J’ai mis du temps à me décider à voir Big Eyes, car je ne suis pas particulièrement fan des biopics. Ils sont intéressants si la vie des personnages l’est ou si l’on est passionné par l’artiste concerné. Ne pensant ni l’un ni l’autre ici, j’ai finalement regardé Big Eyes comme si c’était un film, rien de plus qu’un film.

bigeyes

Ceci étant, je l’ai trouvé agréable. En voyant la bande-annonce et en lisant le synopsis je me suis dit que l’histoire serait vite bouclée mais la façon dont elle est amenée permet de la faire durer le temps d’un long-métrage sans pour autant que cela ne soit trop plat. En revanche, si l’on ne m’avait pas dit qui était le réalisateur, j’aurais plutôt misé sur Woody Allen que Tim Burton. Je parle de la mise en scène et non du choix des couleurs utilisées, qui reflètent en effet plus la patte de Burton.

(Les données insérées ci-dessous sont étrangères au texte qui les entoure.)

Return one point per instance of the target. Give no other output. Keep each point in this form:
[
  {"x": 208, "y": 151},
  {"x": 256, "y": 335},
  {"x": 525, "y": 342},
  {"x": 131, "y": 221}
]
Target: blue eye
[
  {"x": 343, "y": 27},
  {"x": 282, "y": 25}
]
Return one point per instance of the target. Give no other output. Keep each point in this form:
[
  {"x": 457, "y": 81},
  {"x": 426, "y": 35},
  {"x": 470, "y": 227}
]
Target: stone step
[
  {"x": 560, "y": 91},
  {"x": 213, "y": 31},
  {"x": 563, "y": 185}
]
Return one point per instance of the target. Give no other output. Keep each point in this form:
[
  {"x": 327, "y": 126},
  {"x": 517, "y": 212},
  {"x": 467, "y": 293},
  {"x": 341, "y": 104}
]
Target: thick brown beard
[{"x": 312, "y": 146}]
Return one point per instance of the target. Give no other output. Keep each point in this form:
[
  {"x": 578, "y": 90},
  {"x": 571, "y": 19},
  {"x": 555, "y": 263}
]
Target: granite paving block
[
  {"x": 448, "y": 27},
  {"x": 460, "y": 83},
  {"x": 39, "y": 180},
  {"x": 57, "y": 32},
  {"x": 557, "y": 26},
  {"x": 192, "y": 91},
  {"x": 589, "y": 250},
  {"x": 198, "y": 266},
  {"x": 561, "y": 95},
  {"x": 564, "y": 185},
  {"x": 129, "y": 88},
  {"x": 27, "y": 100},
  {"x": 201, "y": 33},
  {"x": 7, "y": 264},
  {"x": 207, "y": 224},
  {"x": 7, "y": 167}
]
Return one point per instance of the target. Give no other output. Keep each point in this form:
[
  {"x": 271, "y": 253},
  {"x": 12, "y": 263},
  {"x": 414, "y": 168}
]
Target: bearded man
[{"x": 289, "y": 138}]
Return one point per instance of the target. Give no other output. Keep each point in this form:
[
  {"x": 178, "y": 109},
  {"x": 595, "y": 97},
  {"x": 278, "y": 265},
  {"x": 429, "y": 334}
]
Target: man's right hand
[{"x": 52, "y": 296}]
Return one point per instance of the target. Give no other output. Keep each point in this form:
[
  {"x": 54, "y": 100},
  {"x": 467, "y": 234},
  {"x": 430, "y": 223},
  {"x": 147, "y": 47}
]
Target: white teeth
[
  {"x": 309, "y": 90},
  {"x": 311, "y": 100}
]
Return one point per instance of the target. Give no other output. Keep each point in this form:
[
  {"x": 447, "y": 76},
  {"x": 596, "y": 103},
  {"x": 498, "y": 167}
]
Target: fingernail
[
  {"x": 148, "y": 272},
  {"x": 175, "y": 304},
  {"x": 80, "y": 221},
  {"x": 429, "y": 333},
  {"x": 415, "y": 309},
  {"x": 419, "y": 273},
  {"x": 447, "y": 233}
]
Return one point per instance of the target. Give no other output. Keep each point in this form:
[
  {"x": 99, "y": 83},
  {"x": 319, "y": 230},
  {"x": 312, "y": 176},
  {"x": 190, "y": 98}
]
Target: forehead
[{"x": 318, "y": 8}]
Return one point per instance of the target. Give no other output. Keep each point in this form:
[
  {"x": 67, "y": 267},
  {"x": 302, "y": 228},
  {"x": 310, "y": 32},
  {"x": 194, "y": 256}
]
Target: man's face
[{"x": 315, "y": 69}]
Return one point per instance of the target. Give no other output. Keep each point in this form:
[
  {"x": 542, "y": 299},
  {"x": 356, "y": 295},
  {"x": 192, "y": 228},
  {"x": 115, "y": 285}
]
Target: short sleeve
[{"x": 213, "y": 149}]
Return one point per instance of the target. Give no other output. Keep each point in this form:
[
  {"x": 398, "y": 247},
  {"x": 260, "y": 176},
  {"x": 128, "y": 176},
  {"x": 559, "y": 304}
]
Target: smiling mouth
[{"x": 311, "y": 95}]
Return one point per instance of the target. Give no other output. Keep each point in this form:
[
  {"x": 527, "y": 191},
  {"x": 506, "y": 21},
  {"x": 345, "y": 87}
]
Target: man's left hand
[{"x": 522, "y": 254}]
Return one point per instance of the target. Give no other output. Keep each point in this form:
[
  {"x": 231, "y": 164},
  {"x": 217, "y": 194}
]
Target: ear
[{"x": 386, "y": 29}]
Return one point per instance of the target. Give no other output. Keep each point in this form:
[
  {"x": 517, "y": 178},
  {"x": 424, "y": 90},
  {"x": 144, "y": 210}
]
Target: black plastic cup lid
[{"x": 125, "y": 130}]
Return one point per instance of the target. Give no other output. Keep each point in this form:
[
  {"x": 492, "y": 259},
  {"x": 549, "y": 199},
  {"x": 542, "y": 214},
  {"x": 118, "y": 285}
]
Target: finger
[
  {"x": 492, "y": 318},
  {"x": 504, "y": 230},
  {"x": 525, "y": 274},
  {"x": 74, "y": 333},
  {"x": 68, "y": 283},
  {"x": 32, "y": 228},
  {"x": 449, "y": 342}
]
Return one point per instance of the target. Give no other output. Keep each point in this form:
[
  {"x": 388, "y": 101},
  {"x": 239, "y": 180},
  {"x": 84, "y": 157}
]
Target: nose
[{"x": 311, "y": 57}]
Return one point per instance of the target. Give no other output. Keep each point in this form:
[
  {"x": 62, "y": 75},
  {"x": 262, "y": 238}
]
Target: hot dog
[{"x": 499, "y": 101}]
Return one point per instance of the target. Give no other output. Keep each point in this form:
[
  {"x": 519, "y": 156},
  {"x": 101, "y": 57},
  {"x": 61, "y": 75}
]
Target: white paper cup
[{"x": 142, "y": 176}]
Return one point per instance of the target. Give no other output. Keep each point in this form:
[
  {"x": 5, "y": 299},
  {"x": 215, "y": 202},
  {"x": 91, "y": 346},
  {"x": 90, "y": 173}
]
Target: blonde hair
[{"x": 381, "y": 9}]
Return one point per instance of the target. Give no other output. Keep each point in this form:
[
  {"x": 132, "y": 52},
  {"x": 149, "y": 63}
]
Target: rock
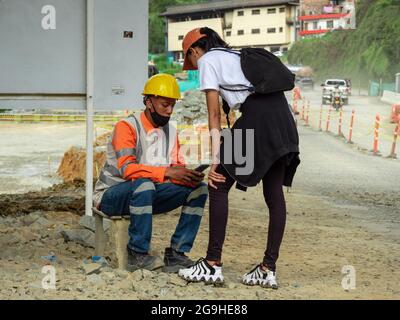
[
  {"x": 122, "y": 273},
  {"x": 137, "y": 275},
  {"x": 82, "y": 236},
  {"x": 88, "y": 222},
  {"x": 162, "y": 279},
  {"x": 96, "y": 280},
  {"x": 109, "y": 275},
  {"x": 91, "y": 268},
  {"x": 13, "y": 239},
  {"x": 41, "y": 223},
  {"x": 29, "y": 219},
  {"x": 231, "y": 285},
  {"x": 147, "y": 274}
]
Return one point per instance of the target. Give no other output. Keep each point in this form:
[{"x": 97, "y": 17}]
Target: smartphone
[{"x": 202, "y": 167}]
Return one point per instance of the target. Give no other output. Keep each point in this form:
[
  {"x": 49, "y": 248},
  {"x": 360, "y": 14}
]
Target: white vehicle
[{"x": 330, "y": 85}]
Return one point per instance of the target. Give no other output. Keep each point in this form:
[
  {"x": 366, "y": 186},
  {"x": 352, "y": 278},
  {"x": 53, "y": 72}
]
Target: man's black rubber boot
[
  {"x": 138, "y": 260},
  {"x": 174, "y": 260}
]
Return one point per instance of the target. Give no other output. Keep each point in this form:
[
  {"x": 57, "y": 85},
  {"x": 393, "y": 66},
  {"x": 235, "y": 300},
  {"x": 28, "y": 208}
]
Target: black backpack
[{"x": 265, "y": 71}]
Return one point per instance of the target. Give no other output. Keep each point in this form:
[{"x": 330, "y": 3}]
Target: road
[
  {"x": 343, "y": 212},
  {"x": 366, "y": 108}
]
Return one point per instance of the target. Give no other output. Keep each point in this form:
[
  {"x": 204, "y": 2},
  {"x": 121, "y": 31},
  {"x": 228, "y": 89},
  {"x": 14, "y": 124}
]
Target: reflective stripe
[
  {"x": 125, "y": 165},
  {"x": 112, "y": 170},
  {"x": 145, "y": 186},
  {"x": 125, "y": 152},
  {"x": 193, "y": 210},
  {"x": 197, "y": 193},
  {"x": 141, "y": 210},
  {"x": 109, "y": 180}
]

Les chansons de Lana Del Rey ne m’ont pas choquée et collent plutôt au thème, comme si l’on plongeait dans une sorte de Twin Peaks, non au niveau scénaristique mais au niveau de l’environnement, des toiles et des quelques scènes de huis clos intimistes.

Big Eyes n’est pour moi ni un échec ni une réussite. Ce qui en soi reste décevant. Ce n’est pas un film dont on se souviendra, ce qui est peut-être avantageux pour Tim Burton, car il serait triste de penser à sa carrière en se remémorant celui-ci.